Автомобиль действительно ждал у подъезда дома и, чудеса бывают, новенький партийный билет с его фотографией, явно взятой из личного дела, лежал в проходной Боровицких ворот.
— Входи, Коля, — вид Брежнева вызвал у вошедшего в кабинет Николая ступор. Это был не Брежнев. Вернее это был Брежнев, но не тот, которого он видел перед роковой ссылкой в Австралию. Тогда перед ним сидел... нет, восседал монументальный, величественный начальник, снизошедший к побежденному, и лениво цедящий слова. А сейчас... Этот Брежнев напоминал самого себя в пятидесятые — молодого, открытого, искреннего. Глаза лучились какой-то непонятной внутренней усмешкой.
— Неплохо выглядишь, Коля, неплохо. И это хорошо, — дожидаясь, пока Месяцев усядется, а секретарь расставит принесенное печенье и чашки с чаем, Брежнев откровенно изучал своего собеседника. Изучал, словно увидев впервые. — Ты же знаешь мое отношение к тебе, — улыбнулся Ильич. — Оно всегда было добрым. Но тогда сложилась такая ситуация, что тебе надо поехать послом в Австралию. Это действительно былоне мое личное решение, а мнение Политбюро... Я думал что ты просто поедешь года на два, а там мы тебя вернем обратно; поэтому и дал тебе мой личный код для шифротелеграмм. Почему ты им не воспользовался в критических обстоятельствах?
— Кхм, — кашлянул Месяцев. — Я телеграфировал, но ответа не получил...

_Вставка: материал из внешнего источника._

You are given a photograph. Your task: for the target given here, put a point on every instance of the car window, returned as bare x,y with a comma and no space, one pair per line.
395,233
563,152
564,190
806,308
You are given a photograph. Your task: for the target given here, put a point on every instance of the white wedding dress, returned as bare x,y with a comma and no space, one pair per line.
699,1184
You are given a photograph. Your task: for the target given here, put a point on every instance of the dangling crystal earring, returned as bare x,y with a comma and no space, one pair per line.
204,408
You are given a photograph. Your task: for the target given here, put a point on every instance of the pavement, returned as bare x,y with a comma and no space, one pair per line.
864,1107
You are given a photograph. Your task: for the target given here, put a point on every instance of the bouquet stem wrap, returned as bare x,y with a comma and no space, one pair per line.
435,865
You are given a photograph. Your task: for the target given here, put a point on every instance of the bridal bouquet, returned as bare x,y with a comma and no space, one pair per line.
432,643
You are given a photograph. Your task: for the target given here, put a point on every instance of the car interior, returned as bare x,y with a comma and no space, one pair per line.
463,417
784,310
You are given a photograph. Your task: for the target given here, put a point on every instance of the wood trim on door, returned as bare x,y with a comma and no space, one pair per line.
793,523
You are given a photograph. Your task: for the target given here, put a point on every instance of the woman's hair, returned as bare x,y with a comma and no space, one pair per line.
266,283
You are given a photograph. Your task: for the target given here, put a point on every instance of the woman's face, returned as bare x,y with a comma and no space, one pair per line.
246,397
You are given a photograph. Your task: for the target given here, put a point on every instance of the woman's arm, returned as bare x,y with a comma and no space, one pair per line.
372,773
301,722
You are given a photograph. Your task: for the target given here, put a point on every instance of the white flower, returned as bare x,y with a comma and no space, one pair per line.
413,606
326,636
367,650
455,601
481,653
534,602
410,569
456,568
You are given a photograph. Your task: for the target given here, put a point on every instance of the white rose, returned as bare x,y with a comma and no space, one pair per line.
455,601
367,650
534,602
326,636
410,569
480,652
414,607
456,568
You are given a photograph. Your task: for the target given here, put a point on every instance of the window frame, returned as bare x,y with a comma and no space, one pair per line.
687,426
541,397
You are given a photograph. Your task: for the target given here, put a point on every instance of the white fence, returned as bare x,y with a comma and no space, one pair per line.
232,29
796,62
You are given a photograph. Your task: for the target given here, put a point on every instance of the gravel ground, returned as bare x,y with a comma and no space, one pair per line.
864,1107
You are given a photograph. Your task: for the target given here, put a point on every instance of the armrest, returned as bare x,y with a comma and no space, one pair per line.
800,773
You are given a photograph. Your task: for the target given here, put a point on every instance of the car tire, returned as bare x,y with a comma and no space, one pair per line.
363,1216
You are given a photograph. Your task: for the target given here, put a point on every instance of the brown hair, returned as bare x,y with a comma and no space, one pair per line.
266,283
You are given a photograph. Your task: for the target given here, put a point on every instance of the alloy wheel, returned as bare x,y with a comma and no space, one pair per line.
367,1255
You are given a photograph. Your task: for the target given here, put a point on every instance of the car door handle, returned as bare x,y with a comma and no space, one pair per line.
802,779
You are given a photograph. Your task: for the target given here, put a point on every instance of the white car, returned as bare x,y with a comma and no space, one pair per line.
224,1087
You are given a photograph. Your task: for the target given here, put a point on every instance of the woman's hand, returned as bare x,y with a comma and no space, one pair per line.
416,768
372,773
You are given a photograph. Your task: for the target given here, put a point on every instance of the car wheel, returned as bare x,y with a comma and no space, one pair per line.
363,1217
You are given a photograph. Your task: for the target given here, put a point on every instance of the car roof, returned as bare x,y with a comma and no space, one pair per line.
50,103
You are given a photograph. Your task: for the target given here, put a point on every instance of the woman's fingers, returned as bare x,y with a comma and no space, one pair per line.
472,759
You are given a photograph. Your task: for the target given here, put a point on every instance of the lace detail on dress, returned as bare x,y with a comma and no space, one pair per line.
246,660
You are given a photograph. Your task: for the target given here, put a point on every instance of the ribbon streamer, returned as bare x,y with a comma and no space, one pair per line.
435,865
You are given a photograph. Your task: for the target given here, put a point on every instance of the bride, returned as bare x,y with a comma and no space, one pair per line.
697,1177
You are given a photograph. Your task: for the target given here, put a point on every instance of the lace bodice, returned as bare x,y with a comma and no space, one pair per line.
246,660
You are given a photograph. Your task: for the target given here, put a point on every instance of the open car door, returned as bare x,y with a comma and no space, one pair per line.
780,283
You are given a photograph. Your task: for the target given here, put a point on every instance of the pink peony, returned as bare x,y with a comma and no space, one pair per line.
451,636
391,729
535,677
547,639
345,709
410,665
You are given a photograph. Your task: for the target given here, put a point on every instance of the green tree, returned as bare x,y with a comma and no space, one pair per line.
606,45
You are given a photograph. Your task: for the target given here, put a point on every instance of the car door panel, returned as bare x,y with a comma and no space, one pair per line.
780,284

— Понятно, — Брежнев подвигал бровями, взял ручку, что-то пометил в блокноте. — Разберемся. Действительно разберемся, — заметив недоверчивый взгляд Николая, искренне подтвердил он и пристально посмотрел глаза в глаза. Месяцев вдруг почувствовал, как из глубины карих глаз генсека, на него смотрит некто — другой. От этого ощущения побежали мурашки по спине, и на голове зашевелились волосы. Почти животный ужас овладел Николаем. Он практически не понимал, что говорит ему Брежнев. Сквозь привычную телесную оболочку, из немыслимой глубины, к разуму прикасалась другая воля, и другая сущность. Месяцев с трудом подавил в себе желание закрыть глаза, лицо, лишь бы не видеть этот взгляд, и не слышать голос. Он взял себя в руки и остался сидеть, стараясь успокоится.
— ... вот эту контору мы и хотим тебе поручить. Потому что как правильно нас учил товарищ Ленин, из всех искусств для нас важнейшим является кино. Ты, как, Коля, согласен?
— Извините, Леонид Ильич, не понял, — ответил Месяцев. И опять увидел тот же непонятный взгляд. Который тут же сменился обычным, слегка озабоченным.
— Ты не болеешь часом? — озабоченно спросил Брежнев.
— Нет, нет, что вы. Просто неожиданно все это.
— А-а. Тогда понятно. А я уж испугался. Смотрю, ты весь как-то напрягся и побледнел. Но ничего, ты главное не стесняйся. Мы тебе время на подлечивание дадим, и условия создадим. И мой прямой номер телефона получишь. Главное, что мы от тебя ждем — постараться повторить твои достижения шестидесятых. Нам надо много теле— и радиопередач и фильмов, нам нужны хорошие передачи, нам нужны отличные фильмы. А ты, кстати, что это ко мне на 'вы'? Мы же с тобой старые друзья так что переходи-ка на 'ты'. И так ты не мне не сказал — согласен?
— Конечно, Леонид Ильич, согласен, — выдавил Месяцев.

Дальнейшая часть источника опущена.